'Pop-up' crab pots to allow fishermen to extend Dungeness season while protecting whales

Crab fishermen test out new equipment designed to be safer for whales

SAN FRANCISCO -- U.S. fisheries are facing more closures because of gear that can harm marine life including endangered whales. New technology that has helped reopen fisheries along the east coast is now being tested in the Bay Area.

Scientists say whales close to the Bay Area are staying longer to feed than in the past, which impacts the Dungeness crab season.

Crab fishermen say their livelihoods are threatened by a shorter season.

But a modified way of harvesting crab in the Bay Area could help address the growing problem of entangled whales. If "pop-up" crab pots get full approval in California, they'll significantly extend the Dungeness commercial season by next year.

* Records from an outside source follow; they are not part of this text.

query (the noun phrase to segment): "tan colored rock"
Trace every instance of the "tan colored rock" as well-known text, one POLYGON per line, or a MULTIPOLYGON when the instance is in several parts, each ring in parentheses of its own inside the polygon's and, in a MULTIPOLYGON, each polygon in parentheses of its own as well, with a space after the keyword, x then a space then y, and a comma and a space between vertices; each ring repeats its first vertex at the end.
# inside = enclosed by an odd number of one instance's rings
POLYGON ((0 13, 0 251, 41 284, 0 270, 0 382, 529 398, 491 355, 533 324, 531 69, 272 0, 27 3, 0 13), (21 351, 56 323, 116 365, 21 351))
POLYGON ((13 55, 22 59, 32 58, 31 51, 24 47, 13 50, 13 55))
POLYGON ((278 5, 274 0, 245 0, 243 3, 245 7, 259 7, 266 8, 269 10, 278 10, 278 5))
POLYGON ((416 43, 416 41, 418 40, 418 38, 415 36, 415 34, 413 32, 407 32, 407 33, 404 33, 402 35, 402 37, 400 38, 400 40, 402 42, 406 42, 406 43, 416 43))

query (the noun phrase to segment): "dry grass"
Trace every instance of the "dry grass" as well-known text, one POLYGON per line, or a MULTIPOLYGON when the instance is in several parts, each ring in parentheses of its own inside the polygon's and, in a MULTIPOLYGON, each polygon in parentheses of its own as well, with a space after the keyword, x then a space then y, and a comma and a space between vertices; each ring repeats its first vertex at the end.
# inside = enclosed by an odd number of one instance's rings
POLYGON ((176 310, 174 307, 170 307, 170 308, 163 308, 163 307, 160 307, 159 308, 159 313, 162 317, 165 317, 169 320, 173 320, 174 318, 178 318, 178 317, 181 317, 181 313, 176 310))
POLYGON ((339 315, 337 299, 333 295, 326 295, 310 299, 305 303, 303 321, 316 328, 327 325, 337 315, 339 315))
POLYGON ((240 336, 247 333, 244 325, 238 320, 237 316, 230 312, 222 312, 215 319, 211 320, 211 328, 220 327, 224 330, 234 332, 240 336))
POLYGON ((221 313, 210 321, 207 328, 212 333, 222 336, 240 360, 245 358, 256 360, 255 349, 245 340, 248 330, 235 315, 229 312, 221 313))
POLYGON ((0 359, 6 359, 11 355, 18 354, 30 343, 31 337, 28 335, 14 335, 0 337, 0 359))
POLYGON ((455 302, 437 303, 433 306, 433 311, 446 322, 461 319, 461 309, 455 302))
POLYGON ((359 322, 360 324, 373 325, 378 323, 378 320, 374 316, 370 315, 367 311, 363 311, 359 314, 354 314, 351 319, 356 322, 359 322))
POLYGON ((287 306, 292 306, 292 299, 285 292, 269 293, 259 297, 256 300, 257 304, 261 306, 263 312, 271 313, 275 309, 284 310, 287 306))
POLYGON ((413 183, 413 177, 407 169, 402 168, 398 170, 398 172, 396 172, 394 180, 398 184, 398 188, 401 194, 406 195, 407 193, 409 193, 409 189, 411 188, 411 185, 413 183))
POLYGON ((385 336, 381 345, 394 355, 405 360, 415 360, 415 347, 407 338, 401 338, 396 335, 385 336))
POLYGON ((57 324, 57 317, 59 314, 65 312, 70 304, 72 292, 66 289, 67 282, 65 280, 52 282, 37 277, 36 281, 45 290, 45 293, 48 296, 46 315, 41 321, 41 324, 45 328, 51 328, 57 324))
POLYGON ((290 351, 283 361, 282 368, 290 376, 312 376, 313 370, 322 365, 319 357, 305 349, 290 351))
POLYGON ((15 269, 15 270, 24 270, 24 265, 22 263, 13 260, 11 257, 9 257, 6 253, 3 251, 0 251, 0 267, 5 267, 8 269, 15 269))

New crab pots tested in San Francisco Bay. CBS

Oceanographer Bart Chadwick is testing the device that could revive the struggling industry. GPS and acoustic technology trigger the release of buoys and rope, sitting at the bottom of the ocean in crab pots.

It could give fishermen a needed lift, and prevent entangled whales.

"These units are now being used in multiple fisheries both in testing and actual fishing," said Bart Chadwick of Subsea Sonics.

Fishermen can spot the orange buoys once they float to the surface and haul in the lines quickly. This method of operation eliminates tens of thousands of feet of vertical lines sitting in the ocean for days that can entangle whales. Rope only comes to the surface when boats return and retrieve their loot.

"It's working perfectly," said Chadwick.

Chadwick's company builds the component called the AR-4RT.

"This is the release unit acoustic release. The way it works it's typically mounted vertically in the trap," said Chadwick.

Crab pots are strung together with the lead trap holding the rope on top.

For the first time, a testing permit allows this fleet to dump traps and harvest crab in the spring, even as humpback whales migrate north to their summer feeding grounds off the California coast.

Vertical lines won't be an issue.

"This release when activated spins and releases the line. When the cam rotates it slackens the line which allows everything to emerge from the trap," said Russ Mullins.

Mullins' company Guardian Ropeless worked with Subsea Sonics to build the pop-up crab pots.

Kim Sawicky, an independent researcher who founded the non-profit Sustainable Seas Technology, is evaluating the safety and reliability of the technology.

"We knew the gear was going to come up. I've been working with this for five years now," said Sawicki.

"Without the pop-up, they are opening the fishery later in the calendar year, and then closing it earlier," said Catherine Kilduff.

Kilduff and the Center for Biological Diversity see this as a solution only if it's also required in the fall when whales haven't migrated back south yet.

"There's a lot of pots that are being fished. but it's also a really important time for the whales, especially with climate change," said Kilduff. "They're not leaving. The weather is not getting as cool as quickly in the fall."

NOAA Fisheries has responded to an increasing number of large whale entanglements. In 2018, the agency's West Coast Marine Mammal Stranding Network and Large Whale Entanglement Response Program confirmed a total of 46 whales entangled off the coasts of California, Oregon, and Washington.

There were 31 confirmed cases in 2017, 48 confirmed cases in 2016, and 50 confirmed cases in 2015. These were the highest annual totals for this region since NOAA Fisheries started keeping records in 1982.

But the fishermen need full harvest to begin, as demand spikes before Thanksgiving. The extra time setting up pop-ups during peak season would severely limit the catch.

"The old-timer guys who do this are not really receptive to change. They don't think it's possible," said crab fisherman Brand Little.

Little believes added pop-up regulation isn't a viable option for the fall, but that it would extend the commercial season into the spring, and give an economic boost.

"When you start thinking outside the box it's not a new way of doing things but a supplemental way to get back some things that are no longer there for you, it doesn't make any sense not to do it," said Little.

For now, this new approach will bridge what has been a widening gap between marine life advocates and fishermen, still trying to find a solution for all. 

The limited testing allows Little and his crew to sell their catch. Little will be selling live Dungeness Crab off Pier 47 next to Scoma's Restaurant in San Francisco on weekends.